This module uses orchestration_v2 models directly.

Example using TemplateRef with ID:

>>> from gen_ai_hub.evaluations.models import EvaluationConfig, Dataset, MetricConfig
>>> from gen_ai_hub.orchestration_v2.models.llm_model_details import LLMModelDetails as LLM
>>> from gen_ai_hub.orchestration_v2.models.template_ref import TemplateRef, TemplateRefByID
>>> config = EvaluationConfig(
...     dataset_config=Dataset("data/test.jsonl"),
...     metrics=[MetricConfig(name="accuracy")],
...     llm=LLM(name="gpt-4", version="latest"),
...     template=TemplateRef(template_ref=TemplateRefByID(id="template-id-here")),
...     test_row_count=100
... )

Example using TemplateRef with scenario/name/version:

>>> from gen_ai_hub.orchestration_v2.models.template_ref import TemplateRefByScenarioNameVersion
>>> config = EvaluationConfig(
...     dataset_config=Dataset("data/test.jsonl"),
...     metrics=[MetricConfig(name="accuracy")],
...     llm=LLM(name="gpt-4", version="latest", params={"temperature": 0.7}),
...     template=TemplateRef(template_ref=TemplateRefByScenarioNameVersion(
...         scenario="foundation-models", name="prompt1", version="1.0"
...     )),
...     test_row_count=100
... )

__init__(dataset_config, metrics, llm=None, template=None, orchestration_registry_reference=None, template_variable_mapping=None, test_row_count=-1, repetitions=1, tags='{}', debug_mode=False)

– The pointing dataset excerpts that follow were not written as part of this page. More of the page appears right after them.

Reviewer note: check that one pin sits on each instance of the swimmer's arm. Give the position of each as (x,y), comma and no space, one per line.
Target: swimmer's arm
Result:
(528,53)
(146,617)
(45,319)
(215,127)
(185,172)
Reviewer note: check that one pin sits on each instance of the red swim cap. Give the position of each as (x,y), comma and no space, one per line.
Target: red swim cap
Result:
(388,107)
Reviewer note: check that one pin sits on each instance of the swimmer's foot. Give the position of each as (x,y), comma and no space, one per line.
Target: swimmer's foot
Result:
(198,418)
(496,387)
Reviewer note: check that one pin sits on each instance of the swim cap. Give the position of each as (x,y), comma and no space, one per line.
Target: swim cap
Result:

Initialize an EvaluationConfig instance.

Parameters:

dataset_config (Dataset) -- Dataset configuration object
metrics (List[MetricConfig]) -- List of metric configurations
llm (Optional[LLM]) -- LLM object from orchestration_v2 (LLMModelDetails), defaults to None
template (Optional[Union[str, PromptTemplateSpec, TemplateRef]]) -- Prompt template (string, PromptTemplateSpec, or TemplateRef), defaults to None
orchestration_registry_reference (Optional[str]) -- UUID of orchestration config, defaults to None
template_variable_mapping (Optional[dict]) -- Variable mapping for prompt template, defaults to None
test_row_count (Optional[int]) -- Number of dataset rows to sample (-1 for all), defaults to -1
repetitions (Optional[int]) -- Number of evaluation repetitions (minimum: 1), defaults to 1
tags (Optional[dict]) -- Key-value metadata pairs applied to all runs, defaults to "{}"
debug_mode (Optional[bool]) -- Enable debug logging, defaults to False

Raises:

ValueError -- If neither (llm, template) nor orchestration_registry_reference is provided

class EvaluationRun

Bases: object

Represents an individual EvaluationRun object and its associated context.

Parameters:

run_id (str) -- Unique identifier for the evaluation run
execution_id (str) -- ID of the AI Core execution
ai_core_client (AICoreV2Client) -- AI Core client instance
configuration_id (str) -- ID of the configuration, defaults to None
artifact_id (str) -- ID of the artifact, defaults to None
resource_group (str) -- Resource group name, defaults to None
object_store_credentials (_AWSObjectStoreData) -- Object store credentials, defaults to None
metrics_list (List[str]) -- List of metrics to evaluate, defaults to None

__init__(run_id, execution_id, ai_core_client, configuration_id=None, artifact_id=None, resource_group=None, object_store_credentials=None, metrics_list=None)

Parameters:

run_id (str)
execution_id (str)
ai_core_client (AICoreV2Client)
configuration_id (str)
artifact_id (str)
resource_group (str)
object_store_credentials (_AWSObjectStoreData)
metrics_list (List[str])

get_current_status()

Get the current status of the evaluation run.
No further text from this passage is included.